# Old Guy In Texas



## banpaeng (Sep 22, 2020)

Hello I am old but hoping to learn a bit about Charcoal Vs Pellet  smoking and grilling.


----------



## BlueCord Smoke (Sep 22, 2020)

Welcome, from El Paso!!


----------



## kilo charlie (Sep 22, 2020)

Welcome to the club! Lots of things to learn around here!


----------



## gmc2003 (Sep 22, 2020)

Charcoal beats pellet. Nuff said. LOL. Welcome to the site glad to have ya join the fun. 

Chris


----------



## Steve H (Sep 22, 2020)

Old is relative. If you can get off your calloused backside to flip a rack of ribs. You qualify! Welcome aboard!


----------



## Bearcarver (Sep 22, 2020)

Steve H said:


> Old is relative. *If you can get off your calloused backside to flip a rack of ribs.* You qualify! Welcome aboard!

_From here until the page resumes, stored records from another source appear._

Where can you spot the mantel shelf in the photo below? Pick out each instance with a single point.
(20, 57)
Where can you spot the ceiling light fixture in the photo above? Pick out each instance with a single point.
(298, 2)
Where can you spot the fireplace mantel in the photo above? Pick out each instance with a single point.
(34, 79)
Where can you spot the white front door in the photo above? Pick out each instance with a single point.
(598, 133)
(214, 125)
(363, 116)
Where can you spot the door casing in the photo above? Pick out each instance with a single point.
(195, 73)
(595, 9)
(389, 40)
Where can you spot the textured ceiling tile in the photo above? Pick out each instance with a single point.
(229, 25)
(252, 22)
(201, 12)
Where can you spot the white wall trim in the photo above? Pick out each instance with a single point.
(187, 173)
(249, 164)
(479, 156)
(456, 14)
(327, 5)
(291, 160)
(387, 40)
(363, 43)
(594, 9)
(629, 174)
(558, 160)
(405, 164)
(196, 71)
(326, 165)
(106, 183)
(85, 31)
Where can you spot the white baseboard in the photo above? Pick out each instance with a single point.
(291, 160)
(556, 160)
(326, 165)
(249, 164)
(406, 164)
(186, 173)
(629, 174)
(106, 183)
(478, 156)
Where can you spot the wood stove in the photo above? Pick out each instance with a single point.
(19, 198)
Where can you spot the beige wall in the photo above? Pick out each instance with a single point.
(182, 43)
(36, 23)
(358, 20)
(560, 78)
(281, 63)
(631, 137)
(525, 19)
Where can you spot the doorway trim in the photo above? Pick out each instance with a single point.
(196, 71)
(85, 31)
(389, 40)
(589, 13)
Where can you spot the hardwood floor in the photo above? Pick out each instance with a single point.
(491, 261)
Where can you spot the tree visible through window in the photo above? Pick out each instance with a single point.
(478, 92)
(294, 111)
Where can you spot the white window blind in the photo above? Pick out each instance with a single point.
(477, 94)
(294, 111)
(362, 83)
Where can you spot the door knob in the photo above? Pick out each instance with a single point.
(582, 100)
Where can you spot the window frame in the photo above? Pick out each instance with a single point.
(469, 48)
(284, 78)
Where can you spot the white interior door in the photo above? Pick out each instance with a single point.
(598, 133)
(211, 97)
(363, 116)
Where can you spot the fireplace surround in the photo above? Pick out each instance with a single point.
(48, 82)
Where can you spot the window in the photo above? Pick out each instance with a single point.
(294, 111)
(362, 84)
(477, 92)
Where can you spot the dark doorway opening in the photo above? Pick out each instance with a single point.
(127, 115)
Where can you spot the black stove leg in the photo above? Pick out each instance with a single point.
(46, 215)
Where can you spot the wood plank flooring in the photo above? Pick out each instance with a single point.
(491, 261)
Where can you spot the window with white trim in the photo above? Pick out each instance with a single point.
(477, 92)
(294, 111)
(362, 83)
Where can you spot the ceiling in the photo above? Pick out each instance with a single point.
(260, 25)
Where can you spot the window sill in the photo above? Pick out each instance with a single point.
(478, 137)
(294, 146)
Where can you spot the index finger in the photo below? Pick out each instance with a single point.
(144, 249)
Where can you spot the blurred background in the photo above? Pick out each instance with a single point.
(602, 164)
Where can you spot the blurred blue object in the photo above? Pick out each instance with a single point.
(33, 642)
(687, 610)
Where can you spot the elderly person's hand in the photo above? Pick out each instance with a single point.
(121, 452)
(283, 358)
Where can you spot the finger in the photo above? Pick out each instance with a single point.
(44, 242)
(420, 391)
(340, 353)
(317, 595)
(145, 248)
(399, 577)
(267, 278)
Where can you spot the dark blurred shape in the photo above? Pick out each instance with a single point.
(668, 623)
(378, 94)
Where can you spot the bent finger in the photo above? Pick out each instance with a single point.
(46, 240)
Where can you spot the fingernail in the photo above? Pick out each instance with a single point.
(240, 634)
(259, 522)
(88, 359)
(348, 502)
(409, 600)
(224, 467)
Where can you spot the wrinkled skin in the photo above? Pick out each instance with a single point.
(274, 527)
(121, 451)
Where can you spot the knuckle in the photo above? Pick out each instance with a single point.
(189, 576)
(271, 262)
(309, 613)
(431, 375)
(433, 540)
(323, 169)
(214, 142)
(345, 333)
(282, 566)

As long as there's no time limit on that event you mentioned.

Bear


----------



## kruizer (Sep 22, 2020)

Welcome to SMF from Minnesota.


----------



## BrianGSDTexoma (Sep 22, 2020)

I have used charcoal with wood for most my life.  I am a old guy myself.  Recently bought a pellet.  They are extremely easy to use but the smoke can be fairly milder.  I have kind of got used to it trying to look at the smoke as more of a seasoning.  The pellet does produce the best smoke rings for me.  I just bought a Guru controller for my old charcoal smoker and firing it up this weekend.  Want to see now how pellet compares to charcoal.  I think I know the answer.


----------



## PPG1 (Sep 22, 2020)

Bearcarver said:


> As long as there's no time limit on that event you mentioned.
> 
> Bear


Now thats funny!  Welcome from SC


----------



## sawhorseray (Sep 23, 2020)

Welcome youngster, from Gilbert, AZ! RAY


----------



## SmokinGame (Sep 23, 2020)

From Indiana, Welcome!

I am slowly working on the "old" status, but still not there. So far my mind is winning versus the body ... so far!!


----------



## JLeonard (Sep 23, 2020)

Greeting from Mississippi. It's all about pacing yourself.  
Jim


----------



## JC in GB (Sep 23, 2020)

Welcome from Wisconsin.

JC


----------



## SmokinAl (Sep 23, 2020)

Welcome to the forum!
Happy to have you join in.
Al


----------



## GATOR240 (Sep 23, 2020)

Welcome from Pa.


----------



## Brokenhandle (Sep 23, 2020)

welcome from Iowa! Glad to have ya join 

Ryan


----------



## daspyknows (Sep 23, 2020)

Many of us are old.  Means we are experienced in life.  Welcome from California.


----------



## chef jimmyj (Sep 23, 2020)

Welcome...One thing we got is PLENTY of us OLD GUYS! You're among your own. 
And, if one of these guys can't answer your questions, they will refer you to or contact someone who can help!...JJ


----------



## banpaeng (Sep 25, 2020)

Would like to say thanks for the welcome.  I am leaning hard to the Recteq 340  Any reasons I should go with the Masterbuilt Gravity 560


----------



## chef jimmyj (Sep 25, 2020)

*Just $.02 from a Old Guy that looked at both. The Rec Tec has been around a couple of years and is virtually bug and mod free.  Control boards, fans and assorted parts die and have to be replaced, but they seem trouble free overall.
While I like the MB Gavity, as it gets hotter over a wider surface for searing lots of Steaks or Burgers at one time.  From looking at reviews on YouTube, it seems there are a half dozen or so, mods that people are doing to get it right. I no longer have the physical ability to be messing with modifications. I need Good to Go out of the box. Personally, it is my plan and if you are leaning toward the MB may agree,  I'm holding out until Spring to see if a Gen 2.0 comes out that is less needy...JJ *


----------



## banpaeng (Sep 25, 2020)

I appreciate your .02.  Thanks


----------